Awareness of Obstetric Danger Signs Among Pregnant Women Attending a Tertiary Care Hospital in Hyderabad, Telangana: A Cross-Sectional Study

Garima Misra 1,, Durga A 1, Sai Sadhgun Sangem 1, Vikas Saharan 1
Editors: Alexander Muacevic, John R Adler
PMCID: PMC12399023  PMID: 40895993

Abstract

Introduction

Knowledge of obstetric danger signs among pregnant women can facilitate the timely recognition of obstetric danger signs, thereby leading to a reduction in overall maternal morbidity and mortality. Our cross-sectional study assessed the level of awareness among pregnant women about these obstetric danger signs and understood the influence of sociodemographic factors and obstetric history on their knowledge.

Methods

The study enrolled 165 participants who were pregnant women attending the antenatal outpatient department of a tertiary care hospital in Telangana. The participants, who gave consent for the study, were followed over two months and were surveyed using a semi-structured, interviewer-based questionnaire. This not only evaluated their awareness about obstetric danger signs but also included questions on their sociodemographic and obstetric profile. Their knowledge was graded in terms of a score of 0-10 based on the questions asked.

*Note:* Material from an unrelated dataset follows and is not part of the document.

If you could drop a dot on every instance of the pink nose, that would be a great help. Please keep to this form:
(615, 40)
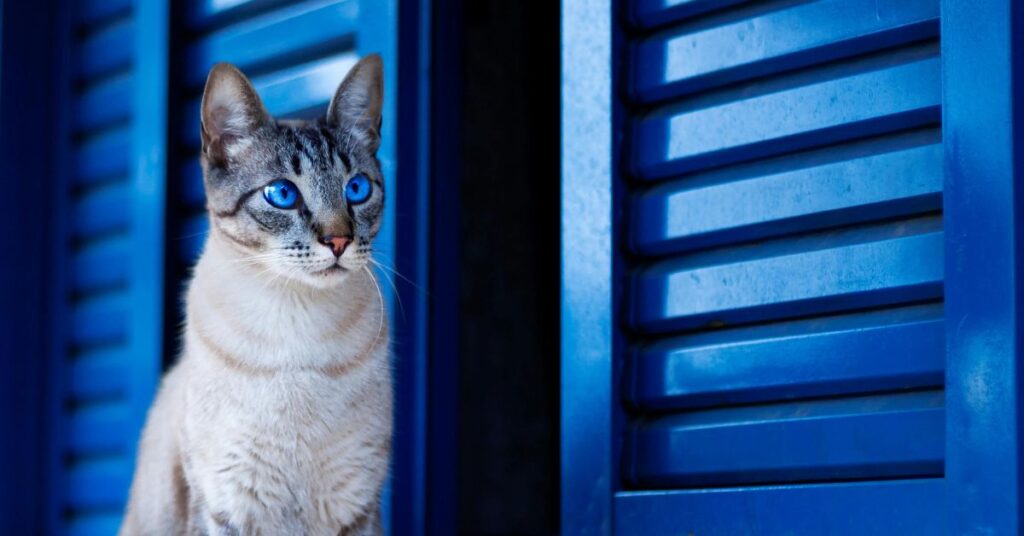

Data were further analyzed using Microsoft Excel (Microsoft Corp., Redmond, WA, US) and GraphPad Prism Software version 5 (Insight Venture Management, LLC, New York, NY, US).

Results

All the study participants (165) gave consent for the survey. Our study concluded that about 64.84% (107 out of 165) of the pregnant women had adequate knowledge about obstetric danger signs. In addition to this, there was a statistically significant (p < 0.05) association noted between adequate knowledge and occupation as a homemaker (53.37%, 57 out of 107), having their second pregnancy (36.44%, 39 out of 107), and a history of zero miscarriages (58.87%, 63 out of 107).

Conclusions

The study concluded that more than half of the participants had adequate knowledge, which could contribute significantly to improved maternal outcomes. The findings also highlight the various factors associated with awareness that can help tailor healthcare initiatives and policies in the long term.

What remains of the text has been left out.